The next morning we woke up to zip before breakfast, ate breakfast (fried rice) then headed off towards the waterfall. The waterfall was small but pretty. The water was freezing but it was really fun. There was a zip line/ rope swing, and we all climbed a little bit up the fall to take photos. From there we ate lunch and trekked to our second tree house which was 40 meters high. The longest zip line was near this house, 500 meters (1640 feet.) This house only had one floor but the bathroom was downstairs, which was more private and better for the smell. Before dinner we zipped again, this time the Dutch guy and I zipped together which was not allowed but we did it anyway. You go much faster as two people which was fun but also we didn’t have to wait as long at the other end. That night we played Asshole and when I left to use the bathroom I heard a loud scream from the English guy. There was a massive spider on the ceiling upstairs, the size of a hand.
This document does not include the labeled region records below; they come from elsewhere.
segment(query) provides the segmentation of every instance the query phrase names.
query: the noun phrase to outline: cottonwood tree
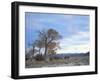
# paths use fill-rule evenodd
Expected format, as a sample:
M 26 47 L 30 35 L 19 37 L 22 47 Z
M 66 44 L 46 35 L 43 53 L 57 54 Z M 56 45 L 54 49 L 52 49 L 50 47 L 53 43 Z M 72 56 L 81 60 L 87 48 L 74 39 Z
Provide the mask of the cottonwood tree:
M 46 57 L 49 49 L 57 47 L 58 40 L 61 39 L 61 35 L 54 29 L 48 29 L 38 31 L 39 43 L 42 43 L 42 47 L 45 48 L 44 56 Z M 52 47 L 52 48 L 51 48 Z

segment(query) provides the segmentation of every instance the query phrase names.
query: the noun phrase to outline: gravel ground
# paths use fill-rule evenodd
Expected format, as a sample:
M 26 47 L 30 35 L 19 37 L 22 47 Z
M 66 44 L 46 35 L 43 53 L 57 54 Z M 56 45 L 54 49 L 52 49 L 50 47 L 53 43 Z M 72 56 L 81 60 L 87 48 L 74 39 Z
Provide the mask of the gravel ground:
M 89 65 L 89 56 L 83 57 L 70 57 L 68 59 L 58 59 L 52 61 L 35 61 L 27 60 L 25 67 L 26 68 L 40 68 L 40 67 L 59 67 L 59 66 L 82 66 Z

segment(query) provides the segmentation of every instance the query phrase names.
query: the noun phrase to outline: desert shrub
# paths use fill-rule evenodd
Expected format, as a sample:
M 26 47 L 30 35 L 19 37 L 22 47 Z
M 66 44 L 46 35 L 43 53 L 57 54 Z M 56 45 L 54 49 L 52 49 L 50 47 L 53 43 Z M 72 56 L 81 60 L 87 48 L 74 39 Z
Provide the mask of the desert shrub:
M 69 56 L 65 56 L 64 59 L 69 59 Z
M 44 57 L 43 57 L 43 55 L 38 54 L 38 55 L 36 55 L 36 56 L 34 57 L 34 59 L 35 59 L 36 61 L 43 61 L 43 60 L 44 60 Z
M 55 59 L 55 60 L 59 60 L 59 59 L 61 59 L 61 58 L 60 58 L 60 57 L 54 57 L 54 59 Z

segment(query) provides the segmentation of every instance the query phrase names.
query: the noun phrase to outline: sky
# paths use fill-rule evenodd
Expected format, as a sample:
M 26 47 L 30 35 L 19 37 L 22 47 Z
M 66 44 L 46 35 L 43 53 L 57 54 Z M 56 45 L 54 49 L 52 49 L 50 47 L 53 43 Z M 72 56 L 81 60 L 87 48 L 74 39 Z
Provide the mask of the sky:
M 25 12 L 25 48 L 37 39 L 38 30 L 55 29 L 62 36 L 57 53 L 89 51 L 89 16 Z

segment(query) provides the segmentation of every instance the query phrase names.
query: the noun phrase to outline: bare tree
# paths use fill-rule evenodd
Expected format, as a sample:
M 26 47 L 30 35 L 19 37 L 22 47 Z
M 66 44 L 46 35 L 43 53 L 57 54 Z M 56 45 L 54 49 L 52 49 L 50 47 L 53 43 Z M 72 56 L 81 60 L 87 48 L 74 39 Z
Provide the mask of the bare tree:
M 48 29 L 47 31 L 45 30 L 39 31 L 38 36 L 39 36 L 40 41 L 42 41 L 43 47 L 45 48 L 45 51 L 44 51 L 45 56 L 47 56 L 47 51 L 50 45 L 53 46 L 54 42 L 56 44 L 57 41 L 61 38 L 61 36 L 59 35 L 59 32 L 57 32 L 54 29 Z

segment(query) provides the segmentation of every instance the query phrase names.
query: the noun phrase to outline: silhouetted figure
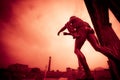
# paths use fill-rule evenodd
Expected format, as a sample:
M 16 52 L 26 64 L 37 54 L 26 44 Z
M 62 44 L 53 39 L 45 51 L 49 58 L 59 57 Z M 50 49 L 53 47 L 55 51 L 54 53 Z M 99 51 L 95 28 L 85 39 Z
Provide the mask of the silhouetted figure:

Eventually it ran onto the roof but it kept us worried the whole night. We ended up going to bed earlier that night (we didn’t have any booze left to keep us occupied.)

The next morning we got up early to trek back to the village. After breakfast Boon heard Gibbon noises and we almost managed to see a Gibbon or monkey in the far distance. Although we didn’t actually see any Gibbon’s on the Gibbon Experience it was still worth it for the zip lining. The scenery was incredible- it was definitely the real jungle. I am surprised though that there weren’t many animals or flowers throughout the area. We saw a few random cows, and of course a lot of bugs, but that’s it.

That night my group went to Bar How again. We also walked farther down the village a tried some street food. We had pork on a stick that was delicious. That night I stayed at Friendship guesthouse because it was much cheaper, 50,000 kip. It was the worst bed I’ve ever slept on, I could actually feel the springs as if there was nothing on top of them. I laid all the blankets and towels on top and kept the fan off and attempted to sleep but at 6am construction next door started and all chances were lost.





The next morning was the Slow Boat to Luang Prabang. We picked up more sandwiches from the woman who sells everything and a bottle of real whiskey. The boat was scheduled to leave at 11am (I was picked up from my guesthouse at 9:30) but it didn’t actually leave until noon. Laos time. The boats are long and thin with rows of seats and a snack bar in the back. The first day was about 6 hours. Most people brought liquor and everyone was drinking and chatting most of the time. The scenery in beautiful but all the same- greenery. The boat stops occasionally to deliver goods to local towns, and randomly picks up locals as well. That night we arrived in a small village that’s not even on the map. We had met a guy from England the night before who had been on the boat before so we followed him to the guest house he recommended. The place was nice with private bathrooms. We all ate dinner at the restaurant there then headed to the only bar in town. The bar had Christmas lights lining the entrance and was colorfully painted inside with some colored lights and two flashing lights which might have been emergency lights. A friend played house music and for the first time in 5 weeks I felt like I was at a real bar. I drank Laos Whiskey which was almost the same price as beer. It smelled like apple juice and tasted a bit like apple whiskey- not strong but not bad either.

Day two of the slow boat 9am- 4pm. I met a group of American guys and two British girls. The girls ended up being in the same hostel as me in Luang Prabang so that worked out great.